Text by Lynn C. McDaniel, Communications Specialist for the University Art Department
Photos by Heather Bennett, Collections Manager for the Forsyth Galleries
As mentioned in an earlier blog, conservation and care of the statues and memorials on campus is one of the jobs of the University Art Galleries Department. Some time back, the Forsyth Galleries made long-term loans of two sculptures to the Large Animal Clinic. Although the pieces were displayed inside the building, they were not kept in a climate-controlled environment. Eventually, time and the elements took their toll, and moisture collected under the bases, causing corrosion.

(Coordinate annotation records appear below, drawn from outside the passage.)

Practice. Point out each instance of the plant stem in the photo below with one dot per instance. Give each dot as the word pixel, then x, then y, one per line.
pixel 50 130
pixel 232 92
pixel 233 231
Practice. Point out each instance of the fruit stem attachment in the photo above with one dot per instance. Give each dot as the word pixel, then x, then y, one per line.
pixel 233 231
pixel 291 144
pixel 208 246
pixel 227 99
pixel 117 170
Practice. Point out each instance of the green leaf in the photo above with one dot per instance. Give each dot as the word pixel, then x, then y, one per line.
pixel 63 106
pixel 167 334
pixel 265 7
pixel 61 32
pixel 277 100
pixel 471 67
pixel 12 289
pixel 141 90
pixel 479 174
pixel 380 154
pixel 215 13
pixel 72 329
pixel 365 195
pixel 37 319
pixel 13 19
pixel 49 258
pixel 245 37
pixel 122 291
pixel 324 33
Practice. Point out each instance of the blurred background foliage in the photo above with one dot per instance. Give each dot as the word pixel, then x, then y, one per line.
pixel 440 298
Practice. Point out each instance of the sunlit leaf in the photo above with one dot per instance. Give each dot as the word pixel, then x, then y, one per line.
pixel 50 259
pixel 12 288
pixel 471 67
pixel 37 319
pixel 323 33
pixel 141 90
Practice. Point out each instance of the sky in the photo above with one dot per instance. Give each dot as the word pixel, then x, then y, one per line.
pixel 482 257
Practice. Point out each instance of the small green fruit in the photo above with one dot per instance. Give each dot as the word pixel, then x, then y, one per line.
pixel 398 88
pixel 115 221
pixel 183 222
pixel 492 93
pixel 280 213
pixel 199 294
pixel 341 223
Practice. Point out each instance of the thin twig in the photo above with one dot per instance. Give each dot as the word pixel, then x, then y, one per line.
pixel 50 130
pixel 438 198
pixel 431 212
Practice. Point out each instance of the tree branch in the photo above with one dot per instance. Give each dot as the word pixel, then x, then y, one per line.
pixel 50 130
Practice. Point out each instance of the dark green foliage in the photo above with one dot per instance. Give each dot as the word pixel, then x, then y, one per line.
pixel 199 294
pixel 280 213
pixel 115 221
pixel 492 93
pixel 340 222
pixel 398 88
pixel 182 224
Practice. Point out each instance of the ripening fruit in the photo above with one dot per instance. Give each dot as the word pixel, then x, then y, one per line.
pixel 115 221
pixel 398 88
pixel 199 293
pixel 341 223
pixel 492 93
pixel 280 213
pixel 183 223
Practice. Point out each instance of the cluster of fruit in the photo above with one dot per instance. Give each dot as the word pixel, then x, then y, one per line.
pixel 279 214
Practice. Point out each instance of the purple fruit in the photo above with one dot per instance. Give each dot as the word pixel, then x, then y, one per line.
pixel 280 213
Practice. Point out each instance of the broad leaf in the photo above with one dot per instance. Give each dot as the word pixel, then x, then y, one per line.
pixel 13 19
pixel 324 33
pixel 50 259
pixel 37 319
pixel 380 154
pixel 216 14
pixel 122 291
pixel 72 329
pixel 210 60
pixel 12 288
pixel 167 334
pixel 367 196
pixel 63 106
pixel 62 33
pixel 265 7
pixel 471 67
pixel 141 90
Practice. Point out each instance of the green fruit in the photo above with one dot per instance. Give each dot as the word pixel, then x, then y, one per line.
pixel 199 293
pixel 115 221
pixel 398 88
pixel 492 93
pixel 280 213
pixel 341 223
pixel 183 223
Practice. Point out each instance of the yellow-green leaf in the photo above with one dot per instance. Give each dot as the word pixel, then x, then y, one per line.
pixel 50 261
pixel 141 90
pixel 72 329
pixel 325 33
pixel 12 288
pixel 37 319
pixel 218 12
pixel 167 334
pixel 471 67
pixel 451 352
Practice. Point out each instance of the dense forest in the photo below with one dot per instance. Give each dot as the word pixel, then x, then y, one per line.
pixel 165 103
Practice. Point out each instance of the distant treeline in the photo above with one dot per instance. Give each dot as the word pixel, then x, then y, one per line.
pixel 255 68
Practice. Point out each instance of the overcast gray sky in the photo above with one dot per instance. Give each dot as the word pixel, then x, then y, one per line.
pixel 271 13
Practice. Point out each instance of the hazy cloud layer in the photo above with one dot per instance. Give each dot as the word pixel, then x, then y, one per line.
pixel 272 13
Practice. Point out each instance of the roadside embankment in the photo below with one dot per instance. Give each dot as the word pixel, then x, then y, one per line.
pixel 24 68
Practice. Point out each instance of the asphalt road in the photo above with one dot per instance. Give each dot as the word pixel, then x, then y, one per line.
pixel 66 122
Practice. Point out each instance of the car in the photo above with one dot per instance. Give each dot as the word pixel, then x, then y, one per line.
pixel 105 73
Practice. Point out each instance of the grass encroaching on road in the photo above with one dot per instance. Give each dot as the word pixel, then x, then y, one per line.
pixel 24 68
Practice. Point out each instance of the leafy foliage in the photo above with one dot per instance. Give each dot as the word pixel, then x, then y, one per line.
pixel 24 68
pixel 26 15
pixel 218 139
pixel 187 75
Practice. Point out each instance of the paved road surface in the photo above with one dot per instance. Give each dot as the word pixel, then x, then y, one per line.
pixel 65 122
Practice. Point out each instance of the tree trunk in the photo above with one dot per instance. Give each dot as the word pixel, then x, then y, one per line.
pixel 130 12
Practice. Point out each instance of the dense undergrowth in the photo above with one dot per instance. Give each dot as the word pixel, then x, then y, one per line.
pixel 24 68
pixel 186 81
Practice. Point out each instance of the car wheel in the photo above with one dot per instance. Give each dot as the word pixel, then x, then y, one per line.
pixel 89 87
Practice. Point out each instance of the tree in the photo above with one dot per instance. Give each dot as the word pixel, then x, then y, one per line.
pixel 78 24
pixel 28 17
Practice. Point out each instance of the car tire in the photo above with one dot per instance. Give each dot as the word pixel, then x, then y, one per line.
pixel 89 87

Collections Manager Heather Bennett and Assistant Collections Manager Josh Harden recently brought the statues back to the Forsyth Galleries’ work area to clean them and ensure their preservation.
The sculptures, titled The Bellowing Bull and The Charging Bull, are sand-cast bronze. Artist Isadore Jules Bonheur, known for his domestic cattle and bull works, first exhibited this matching pair of bulls at the 1865 Paris Salon. The stunning bronzes feature a deep brown patina with prominent casting details that give the bulls a sense of realism and muscular motion.
The moisture that had collected under the base was causing the bronze to oxidize. Josh used a toothbrush and ionized water to clean away the active corrosion. Ionized water is water that has had its acid and alkaline content segregated. After the first cleaning, the object will be cleaned again with baking soda to completely neutralize the active corrosion.
Once the cleaning is complete, the statues will be returned to the Large Animal Clinic for the continued enjoyment of those who work, study and visit that facility.